Validation of the Sporecaster app:
In 2020, we will be monitoring select locations throughout Pennsylvania. We will summarize the risk based on different expected flowering dates, as well as different action thresholds (30% versus 40%). The strength of the Sporecaster app is that we can examine different flowering dates to understand how current weather conditions are influencing the risk model: i.e., is the model trending downward in terms of risk, or is it increasing?
2020 Risk information for the period, July 1 to July 7, 2020
Parameters we use to run the model include:
- 30-inch (this assumes that the 40% canopy closure requirement is met) or 15-inch row spacing
- Flowers Present
- 30% Action Threshold
Table 1. Sporecaster predictions for 2020 in various locations throughout PA. This week’s period is from July 1 to July 7, 2020.
|County||Row Spacing (in)||Risk on 7/1 (%)||Risk on 7/7(%)||Spray recommendation||Week trend||30-Day Avg. Temp(°F)||Avg. Wind Speed (mph)|
At most locations, the risk remains high for white mold but is starting to trend downwards with the hotter weather. In our monitoring site in Lancaster County, we see that this risk is low to medium (as of 7/7), depending on the row spacing. Dry weather is expected to continue throughout PA, with the 10-day forecast predicting only scattered thunderstorms in most locations.
However, white mold development can occur with foggy conditions and mornings that have high dew, as well as cooler temperatures. The 15-inch row spacing is predicted to have slightly higher risk of white mold in most areas.
Continued validation and white mold scouting during the summer:
To further validate the Sporecaster app, we will scout fields in each of the monitored counties after soybeans reach the R5 growth stage (seed is 1/8 inch long in the pod at one of the four uppermost nodes of the main stem) and symptoms are visible. The disease severity within the field will be compared with the Sporecaster prediction to determine if it was an accurate predictor of white mold incidence.

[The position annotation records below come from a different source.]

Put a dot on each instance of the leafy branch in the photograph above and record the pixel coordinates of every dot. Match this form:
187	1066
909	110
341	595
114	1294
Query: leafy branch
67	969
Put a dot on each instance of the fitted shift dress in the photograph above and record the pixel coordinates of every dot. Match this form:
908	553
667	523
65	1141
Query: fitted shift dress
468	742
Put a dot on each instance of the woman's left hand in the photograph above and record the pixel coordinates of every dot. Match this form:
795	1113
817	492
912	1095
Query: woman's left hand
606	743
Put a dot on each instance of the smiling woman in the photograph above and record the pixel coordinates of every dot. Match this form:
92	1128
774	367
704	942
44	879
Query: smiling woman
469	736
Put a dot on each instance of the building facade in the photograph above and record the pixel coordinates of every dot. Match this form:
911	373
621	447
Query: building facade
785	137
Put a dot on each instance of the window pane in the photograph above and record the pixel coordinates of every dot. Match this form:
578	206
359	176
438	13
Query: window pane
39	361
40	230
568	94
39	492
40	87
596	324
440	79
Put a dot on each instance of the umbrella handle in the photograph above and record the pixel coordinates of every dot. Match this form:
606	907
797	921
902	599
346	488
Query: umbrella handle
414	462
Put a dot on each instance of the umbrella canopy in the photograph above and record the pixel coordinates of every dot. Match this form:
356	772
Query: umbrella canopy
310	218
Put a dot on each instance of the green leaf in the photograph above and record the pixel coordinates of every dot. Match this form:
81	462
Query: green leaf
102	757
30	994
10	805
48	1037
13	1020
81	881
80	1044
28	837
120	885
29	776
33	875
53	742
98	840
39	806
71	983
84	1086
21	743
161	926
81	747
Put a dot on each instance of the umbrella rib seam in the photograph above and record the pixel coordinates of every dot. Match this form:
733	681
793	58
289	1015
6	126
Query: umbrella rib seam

Scouting soybeans for white mold is the first step in protecting future crops. An example scouting protocol includes walking a “W” shape through your field. Make 20 stops throughout the field where you can pull back the canopy and get a closer look for white stems and black sclerotia.
Where disease severity is high, in the future, you may consider alternative crop rotations to a non-host, wider row spacing in soybeans, or partially resistant varieties.